Quadrilha presa no Rio faturava R$ 200 mil por mês com “gatonet” e jogo do bicho

      A quadrilha presa na manhã desta terça-feira (6) no interior do Estado do Rio de Janeiro, na operação A Irmandade, da Polícia Civil, tinha uma estrutura familiar, iniciada há pelo menos 40 anos no norte fluminense, e chegava a faturar cerca de R$ 200 mil por mês com as suas principais ações […]

Por Editoria Delegados

 

 

 

A quadrilha presa na manhã desta terça-feira (6) no interior do Estado do Rio de Janeiro, na operação A Irmandade, da Polícia Civil, tinha uma estrutura familiar, iniciada há pelo menos 40 anos no norte fluminense, e chegava a faturar cerca de R$ 200 mil por mês com as suas principais ações criminosas, a exploração de TV a cabo clandestina e o jogo do bicho.

 

As informações foram passadas no fim da manhã, pelo delegado Gustavo Valentini, da delegacia de Italva (148ª DP), responsável pela operação.
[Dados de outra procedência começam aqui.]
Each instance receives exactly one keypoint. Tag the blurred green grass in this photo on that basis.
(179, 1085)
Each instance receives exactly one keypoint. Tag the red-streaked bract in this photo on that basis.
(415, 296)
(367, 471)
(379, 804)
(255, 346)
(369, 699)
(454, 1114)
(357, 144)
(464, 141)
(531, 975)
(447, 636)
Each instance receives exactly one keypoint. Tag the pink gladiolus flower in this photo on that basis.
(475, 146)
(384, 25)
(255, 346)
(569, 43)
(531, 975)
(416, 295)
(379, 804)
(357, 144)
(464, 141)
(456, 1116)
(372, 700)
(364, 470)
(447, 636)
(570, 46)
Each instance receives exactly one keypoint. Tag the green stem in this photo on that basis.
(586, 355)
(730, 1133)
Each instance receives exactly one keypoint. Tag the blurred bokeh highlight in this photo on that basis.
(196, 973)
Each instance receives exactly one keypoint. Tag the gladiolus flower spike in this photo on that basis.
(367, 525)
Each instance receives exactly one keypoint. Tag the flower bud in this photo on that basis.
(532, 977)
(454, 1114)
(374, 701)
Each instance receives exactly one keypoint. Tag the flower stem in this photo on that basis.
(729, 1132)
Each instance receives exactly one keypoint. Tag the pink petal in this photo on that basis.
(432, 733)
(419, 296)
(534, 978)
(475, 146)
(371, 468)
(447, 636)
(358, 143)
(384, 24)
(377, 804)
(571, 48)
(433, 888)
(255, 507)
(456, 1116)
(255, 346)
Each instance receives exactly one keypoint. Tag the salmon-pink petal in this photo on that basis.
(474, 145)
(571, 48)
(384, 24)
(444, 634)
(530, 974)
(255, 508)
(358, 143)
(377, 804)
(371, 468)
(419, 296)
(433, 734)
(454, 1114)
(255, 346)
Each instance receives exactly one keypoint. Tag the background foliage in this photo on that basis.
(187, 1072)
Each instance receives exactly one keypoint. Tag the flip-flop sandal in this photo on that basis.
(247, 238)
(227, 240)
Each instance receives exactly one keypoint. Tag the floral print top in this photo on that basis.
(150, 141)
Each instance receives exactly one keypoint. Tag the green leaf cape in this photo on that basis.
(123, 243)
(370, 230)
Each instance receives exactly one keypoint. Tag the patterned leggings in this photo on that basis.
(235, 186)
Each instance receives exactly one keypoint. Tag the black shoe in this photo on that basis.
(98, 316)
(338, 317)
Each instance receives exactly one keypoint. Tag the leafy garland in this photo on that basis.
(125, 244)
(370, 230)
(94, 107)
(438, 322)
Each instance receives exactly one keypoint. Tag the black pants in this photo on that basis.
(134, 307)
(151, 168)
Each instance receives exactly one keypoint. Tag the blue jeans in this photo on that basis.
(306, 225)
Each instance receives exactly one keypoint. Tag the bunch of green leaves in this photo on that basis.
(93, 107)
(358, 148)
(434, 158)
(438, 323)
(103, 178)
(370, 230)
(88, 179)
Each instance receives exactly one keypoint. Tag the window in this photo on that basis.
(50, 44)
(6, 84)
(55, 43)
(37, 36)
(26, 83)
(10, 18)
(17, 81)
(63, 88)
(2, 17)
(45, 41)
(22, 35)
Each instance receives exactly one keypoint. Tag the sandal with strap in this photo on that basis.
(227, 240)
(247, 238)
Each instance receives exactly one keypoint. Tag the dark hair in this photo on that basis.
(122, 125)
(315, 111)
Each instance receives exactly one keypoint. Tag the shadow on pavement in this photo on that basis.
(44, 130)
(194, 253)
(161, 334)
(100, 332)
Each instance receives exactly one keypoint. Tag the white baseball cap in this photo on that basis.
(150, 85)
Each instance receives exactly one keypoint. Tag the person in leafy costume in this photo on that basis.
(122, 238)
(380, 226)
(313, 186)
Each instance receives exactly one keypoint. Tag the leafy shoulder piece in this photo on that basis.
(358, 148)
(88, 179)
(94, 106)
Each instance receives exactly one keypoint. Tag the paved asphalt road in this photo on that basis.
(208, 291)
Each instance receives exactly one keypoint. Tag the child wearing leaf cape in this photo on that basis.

Os dois irmãos seguiram os passos do pai, que trabalhava no jogo do bicho, e ampliaram a área de atuação implantando as centrais piratas de TV a cabo. Eles cobravam R$ 35 pelo serviço. A quadrilha lucrava pelo menos R$ 100 mil cobrando mensalidades de clientes da chamada “gatonet” e o mesmo valor com os apostadores do bicho. Eles foram presos durante a operação.

 

Na investigação, deflagrada há cerca de quatro meses a partir de inquérito aberto para apurar o assassinato de uma mulher em novembro do ano passado, em Cardoso Moreira, os policiais civis descobriram que milicianos da cidade do Rio, de uma comunidade ainda não divulgada, auxiliaram os irmãos investigados com o repasse de armas e também na implantação do sistema de “Gatonet”, principalmente em Italva, Cardoso Moreira e Itaperuna, já que os criminosos cariocas gozam de ampla experiência na exploração desse serviço ilegal.

 

A mulher assassinada, inclusive, teria sido morta como queima de arquivo porque relatou a algumas pessoas ter visto um carro carregado com armas que teria sido entregue pelos milicianos à quadrilha. De acordo com Valentini, a quadrilha também é responsável por outras cinco mortes.

 

Um dos 11 presos até agora é um radialista. Segundo a polícia, ele é suspeito de usar as informações privilegiadas que recebia como jornalista em uma rádio local de Cardoso Moreira para atuar como informante da quadrilha. Ele foi encontrado em sua casa e negou a acusação.

 

O delegado apresentou o material apreendido durante as buscas nas cidades de Italva, Cardoso Moreira, Itaperuna, Cambuci, Búzios, Cabo Frio e Campos dos Goytacazes: armas e munição, dinheiro ainda não calculado, uma motocicleta, notas promissórias, material de jogo do bicho, celulares, computadores, além de cadernos com a contabilidade da quadrilha. Os investigados deverão responder por homicídios, formação de quadrilha, contravenção, estelionato, agiotagem e crime contra a economia popular.

 

A operação tinha como objetivo cumprir sete mandados de prisão e 49 de busca e apreensão. Seis pessoas foram presas em flagrante e duas continuavam foragidas até o início desta tarde.Ao todo, 55 equipes de várias unidades da Polícia Civil, com apoio de  quatro viaturas da Core (Coordenadoria de Recursos Especiais), participaram da ação.